A astrofísica não ficaria para trás. Daria também passos ambiciosos. Cientistas que trabalham para universidades dos Estados Unidos anunciaram em março de 2014 descobertas sobre o Big Bang, uma teoria da explosão rápida e violenta que supostamente deu origem ao universo 13,8 bilhões de anos atrás. Eles alegaram que um de seus telescópios conseguiu captar “ondas gravitacionais primordiais” e “luzes polarizadas” hipoteticamente produzidas durante o Big Bang. Esta informação lhes permitiria aprofundar o conhecimento sobre o universo em seu estágio inicial.
Alguns meses mais tarde, em junho de 2014, esses mesmos cientistas receberam a crítica de que não é possível ter certeza de que as ondas e luzes a que se referiram provêm do momento fundador do universo. Os críticos dizem que o anúncio desses cientistas não foi prudente porque as ondas podem ter tido origem na Via Láctea, a galáxia em que estamos. Assim, tais descobertas seriam menos ambiciosas.

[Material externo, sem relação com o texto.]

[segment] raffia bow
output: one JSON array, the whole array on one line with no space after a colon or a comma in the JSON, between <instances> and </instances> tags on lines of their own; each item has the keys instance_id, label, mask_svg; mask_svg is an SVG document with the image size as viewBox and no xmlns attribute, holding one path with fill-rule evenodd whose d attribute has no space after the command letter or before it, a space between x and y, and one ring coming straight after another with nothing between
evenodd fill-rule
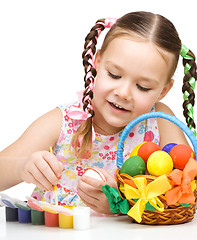
<instances>
[{"instance_id":1,"label":"raffia bow","mask_svg":"<svg viewBox=\"0 0 197 240\"><path fill-rule=\"evenodd\" d=\"M137 222L141 222L142 214L145 210L146 203L148 202L158 211L164 211L164 205L159 200L158 196L171 189L171 185L166 175L156 178L149 184L147 184L145 177L137 177L134 178L133 181L137 188L128 184L120 186L120 191L124 193L127 200L139 199L128 211L127 215L135 219Z\"/></svg>"}]
</instances>

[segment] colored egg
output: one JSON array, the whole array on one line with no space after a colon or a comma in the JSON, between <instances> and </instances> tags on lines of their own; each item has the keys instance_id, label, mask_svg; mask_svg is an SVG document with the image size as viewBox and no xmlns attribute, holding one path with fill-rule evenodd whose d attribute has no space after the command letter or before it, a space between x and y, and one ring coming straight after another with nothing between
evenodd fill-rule
<instances>
[{"instance_id":1,"label":"colored egg","mask_svg":"<svg viewBox=\"0 0 197 240\"><path fill-rule=\"evenodd\" d=\"M170 155L164 151L156 151L150 155L147 161L147 170L151 175L161 176L171 172L173 161Z\"/></svg>"},{"instance_id":2,"label":"colored egg","mask_svg":"<svg viewBox=\"0 0 197 240\"><path fill-rule=\"evenodd\" d=\"M174 167L183 170L189 159L195 158L194 151L187 145L178 144L170 151Z\"/></svg>"},{"instance_id":3,"label":"colored egg","mask_svg":"<svg viewBox=\"0 0 197 240\"><path fill-rule=\"evenodd\" d=\"M162 151L167 152L168 154L170 154L171 149L176 146L176 143L168 143L166 144L163 148Z\"/></svg>"},{"instance_id":4,"label":"colored egg","mask_svg":"<svg viewBox=\"0 0 197 240\"><path fill-rule=\"evenodd\" d=\"M137 153L138 153L139 148L140 148L144 143L145 143L145 142L138 144L138 145L133 149L133 151L131 152L130 157L132 157L132 156L137 156Z\"/></svg>"},{"instance_id":5,"label":"colored egg","mask_svg":"<svg viewBox=\"0 0 197 240\"><path fill-rule=\"evenodd\" d=\"M146 142L139 148L137 155L147 162L149 156L158 150L161 150L161 148L156 143Z\"/></svg>"},{"instance_id":6,"label":"colored egg","mask_svg":"<svg viewBox=\"0 0 197 240\"><path fill-rule=\"evenodd\" d=\"M96 168L87 169L83 175L106 182L105 176Z\"/></svg>"},{"instance_id":7,"label":"colored egg","mask_svg":"<svg viewBox=\"0 0 197 240\"><path fill-rule=\"evenodd\" d=\"M146 172L146 164L139 156L132 156L128 158L122 165L120 173L126 173L131 177L136 175L143 175Z\"/></svg>"}]
</instances>

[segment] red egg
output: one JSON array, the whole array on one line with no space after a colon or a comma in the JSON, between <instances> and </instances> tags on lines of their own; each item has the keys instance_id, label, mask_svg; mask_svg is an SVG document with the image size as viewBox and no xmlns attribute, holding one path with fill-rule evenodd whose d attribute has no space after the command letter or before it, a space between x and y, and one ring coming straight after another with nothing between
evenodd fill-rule
<instances>
[{"instance_id":1,"label":"red egg","mask_svg":"<svg viewBox=\"0 0 197 240\"><path fill-rule=\"evenodd\" d=\"M174 167L183 170L189 159L195 158L194 151L187 145L178 144L170 151Z\"/></svg>"},{"instance_id":2,"label":"red egg","mask_svg":"<svg viewBox=\"0 0 197 240\"><path fill-rule=\"evenodd\" d=\"M159 150L161 150L161 148L156 143L146 142L139 148L137 155L140 156L145 162L147 162L149 156L153 152Z\"/></svg>"}]
</instances>

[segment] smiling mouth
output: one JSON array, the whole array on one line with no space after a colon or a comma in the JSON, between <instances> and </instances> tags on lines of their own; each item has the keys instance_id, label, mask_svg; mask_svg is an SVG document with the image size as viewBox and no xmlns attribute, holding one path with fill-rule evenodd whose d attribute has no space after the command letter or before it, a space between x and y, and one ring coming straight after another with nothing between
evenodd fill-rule
<instances>
[{"instance_id":1,"label":"smiling mouth","mask_svg":"<svg viewBox=\"0 0 197 240\"><path fill-rule=\"evenodd\" d=\"M109 104L115 109L118 109L118 110L121 110L121 111L128 111L128 110L126 110L125 108L121 107L120 105L118 105L116 103L109 102Z\"/></svg>"}]
</instances>

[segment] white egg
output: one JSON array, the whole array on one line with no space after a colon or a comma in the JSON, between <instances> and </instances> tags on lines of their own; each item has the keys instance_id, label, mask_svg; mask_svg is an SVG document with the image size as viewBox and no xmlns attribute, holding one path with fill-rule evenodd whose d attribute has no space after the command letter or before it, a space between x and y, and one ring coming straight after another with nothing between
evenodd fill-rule
<instances>
[{"instance_id":1,"label":"white egg","mask_svg":"<svg viewBox=\"0 0 197 240\"><path fill-rule=\"evenodd\" d=\"M104 175L95 168L87 169L83 175L106 182Z\"/></svg>"}]
</instances>

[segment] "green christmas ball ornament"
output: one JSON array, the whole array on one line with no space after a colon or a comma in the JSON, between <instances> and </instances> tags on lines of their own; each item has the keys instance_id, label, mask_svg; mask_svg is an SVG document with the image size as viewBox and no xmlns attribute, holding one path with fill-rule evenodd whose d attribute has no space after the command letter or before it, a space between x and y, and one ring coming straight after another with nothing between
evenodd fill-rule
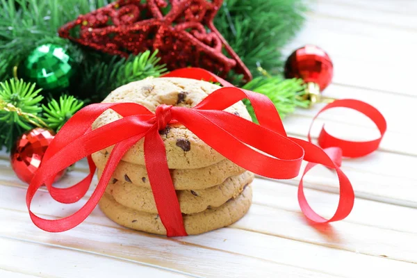
<instances>
[{"instance_id":1,"label":"green christmas ball ornament","mask_svg":"<svg viewBox=\"0 0 417 278\"><path fill-rule=\"evenodd\" d=\"M76 72L76 63L66 49L53 44L33 49L19 67L25 81L36 83L49 91L62 90L70 86Z\"/></svg>"}]
</instances>

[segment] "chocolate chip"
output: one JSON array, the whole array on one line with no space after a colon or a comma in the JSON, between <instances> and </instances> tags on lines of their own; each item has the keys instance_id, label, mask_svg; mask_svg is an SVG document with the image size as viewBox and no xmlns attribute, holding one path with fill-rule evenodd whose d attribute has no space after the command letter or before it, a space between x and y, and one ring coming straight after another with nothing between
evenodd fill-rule
<instances>
[{"instance_id":1,"label":"chocolate chip","mask_svg":"<svg viewBox=\"0 0 417 278\"><path fill-rule=\"evenodd\" d=\"M127 182L132 182L132 181L129 179L129 176L126 174L124 174L124 180Z\"/></svg>"},{"instance_id":2,"label":"chocolate chip","mask_svg":"<svg viewBox=\"0 0 417 278\"><path fill-rule=\"evenodd\" d=\"M160 130L159 131L159 134L161 135L168 135L168 133L170 132L170 129L171 129L171 128L170 126L167 126L165 129L163 129L163 130Z\"/></svg>"},{"instance_id":3,"label":"chocolate chip","mask_svg":"<svg viewBox=\"0 0 417 278\"><path fill-rule=\"evenodd\" d=\"M186 139L177 139L177 146L181 148L184 152L189 152L191 149L190 141Z\"/></svg>"},{"instance_id":4,"label":"chocolate chip","mask_svg":"<svg viewBox=\"0 0 417 278\"><path fill-rule=\"evenodd\" d=\"M177 101L177 104L179 104L183 102L186 99L186 97L187 97L187 92L181 92L178 94L178 100Z\"/></svg>"}]
</instances>

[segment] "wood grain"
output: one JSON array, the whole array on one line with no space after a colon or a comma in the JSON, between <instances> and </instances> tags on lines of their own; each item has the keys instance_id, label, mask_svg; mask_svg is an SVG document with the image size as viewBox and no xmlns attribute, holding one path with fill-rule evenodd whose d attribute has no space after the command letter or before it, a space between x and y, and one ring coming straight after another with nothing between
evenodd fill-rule
<instances>
[{"instance_id":1,"label":"wood grain","mask_svg":"<svg viewBox=\"0 0 417 278\"><path fill-rule=\"evenodd\" d=\"M123 228L97 208L85 222L49 234L31 222L27 187L0 151L0 277L415 277L417 273L417 2L409 0L319 0L305 27L284 48L284 56L307 43L333 60L333 83L326 96L363 100L384 115L388 131L379 149L344 159L342 169L357 198L345 220L312 225L300 211L300 177L288 181L256 178L248 214L229 227L199 236L167 238ZM297 109L284 119L291 136L306 138L322 106ZM378 136L363 115L334 109L320 115L332 134L363 140ZM85 161L56 183L67 187L88 171ZM330 217L338 201L337 181L324 167L304 179L312 207ZM56 219L80 202L56 203L42 188L32 209Z\"/></svg>"}]
</instances>

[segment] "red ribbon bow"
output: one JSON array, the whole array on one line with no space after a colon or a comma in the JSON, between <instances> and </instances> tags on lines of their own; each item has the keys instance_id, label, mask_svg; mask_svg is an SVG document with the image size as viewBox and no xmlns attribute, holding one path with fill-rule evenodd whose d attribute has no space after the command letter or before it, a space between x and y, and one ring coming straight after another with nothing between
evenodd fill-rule
<instances>
[{"instance_id":1,"label":"red ribbon bow","mask_svg":"<svg viewBox=\"0 0 417 278\"><path fill-rule=\"evenodd\" d=\"M344 99L336 101L322 109L320 113L332 107L355 109L374 121L381 132L381 138L377 140L358 142L341 140L323 131L319 143L322 147L328 147L323 150L310 142L288 137L275 107L263 95L234 87L199 68L177 70L164 76L204 79L220 82L224 87L209 95L193 108L163 104L156 108L154 114L138 104L117 103L92 104L81 109L70 119L51 142L28 188L26 204L31 218L36 226L45 231L57 232L72 229L83 222L104 193L124 154L145 137L146 168L167 236L186 236L167 167L164 143L158 133L158 130L172 122L183 124L227 159L261 176L272 179L293 178L297 176L303 159L309 162L304 174L316 164L334 169L340 183L340 199L334 215L326 220L313 211L304 195L302 178L298 189L300 206L305 215L316 222L340 220L349 215L353 207L354 195L349 179L339 168L342 153L357 157L368 154L377 148L386 129L386 123L375 108L357 100ZM223 111L246 98L251 101L259 124ZM93 122L109 108L123 118L92 131L90 126ZM82 198L88 190L96 170L90 155L113 145L115 147L97 188L79 211L58 220L42 219L32 213L31 202L42 185L46 186L51 197L60 202L74 203ZM57 173L84 157L88 157L90 166L90 174L87 177L67 188L52 186Z\"/></svg>"}]
</instances>

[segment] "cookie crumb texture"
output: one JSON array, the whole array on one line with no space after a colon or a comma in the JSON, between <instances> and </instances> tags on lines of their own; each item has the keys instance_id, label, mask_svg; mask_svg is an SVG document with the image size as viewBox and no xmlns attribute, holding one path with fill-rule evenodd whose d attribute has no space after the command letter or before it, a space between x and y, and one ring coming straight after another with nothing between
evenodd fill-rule
<instances>
[{"instance_id":1,"label":"cookie crumb texture","mask_svg":"<svg viewBox=\"0 0 417 278\"><path fill-rule=\"evenodd\" d=\"M252 203L252 187L247 186L235 199L215 208L183 215L188 235L196 235L229 226L240 219ZM138 231L166 235L161 218L127 208L117 203L108 193L104 193L99 203L103 213L115 222Z\"/></svg>"},{"instance_id":2,"label":"cookie crumb texture","mask_svg":"<svg viewBox=\"0 0 417 278\"><path fill-rule=\"evenodd\" d=\"M160 104L194 107L220 87L208 82L182 78L149 79L132 82L112 92L104 103L136 102L154 112ZM225 110L251 120L242 101ZM104 112L92 124L95 129L121 117L115 111ZM164 141L170 169L195 169L217 163L224 158L185 126L170 125L160 134ZM102 150L110 152L113 147ZM138 142L122 158L134 164L145 165L143 139Z\"/></svg>"},{"instance_id":3,"label":"cookie crumb texture","mask_svg":"<svg viewBox=\"0 0 417 278\"><path fill-rule=\"evenodd\" d=\"M98 177L100 177L100 173L98 173ZM222 184L206 189L177 190L177 197L181 211L191 214L204 211L208 208L221 206L240 194L254 179L252 173L246 172L238 176L231 177ZM158 213L150 188L120 181L115 183L109 183L106 192L124 206L146 213Z\"/></svg>"},{"instance_id":4,"label":"cookie crumb texture","mask_svg":"<svg viewBox=\"0 0 417 278\"><path fill-rule=\"evenodd\" d=\"M108 155L100 152L92 154L92 158L99 169L104 169ZM175 190L205 189L223 183L227 178L243 174L246 170L233 162L224 159L219 163L199 169L171 169L170 172ZM125 181L127 175L132 183L142 187L151 188L145 165L120 161L113 177Z\"/></svg>"}]
</instances>

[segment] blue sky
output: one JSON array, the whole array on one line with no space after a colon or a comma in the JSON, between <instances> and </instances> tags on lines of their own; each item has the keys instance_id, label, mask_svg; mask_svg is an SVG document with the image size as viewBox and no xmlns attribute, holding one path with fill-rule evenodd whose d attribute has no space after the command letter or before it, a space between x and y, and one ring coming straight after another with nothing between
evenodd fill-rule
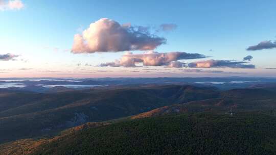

Às vezes, cientistas anunciam resultados polêmicos e questionáveis de suas pesquisas e publicam-nos em meios de comunicação. Eles têm o propósito de animar debates sobre certos temas, fazer publicidade de grupos e instituições dedicados à ciência, ou simplesmente reiterar mitos do progresso. Numa dessas tentativas, o cosmólogo inglês Stephen Hawking anunciou que buracos negros não são o que achávamos que fossem (o jornal inglês The Independent sintetizou sua reportagem sobre os achados do cosmólogo com a frase “não existem buracos negros” em 25 de janeiro de 2014). Hawking o disse depois de décadas pesquisando sobre buracos negros. Teses propõem-se atrás de teses sobre os mistérios do universo.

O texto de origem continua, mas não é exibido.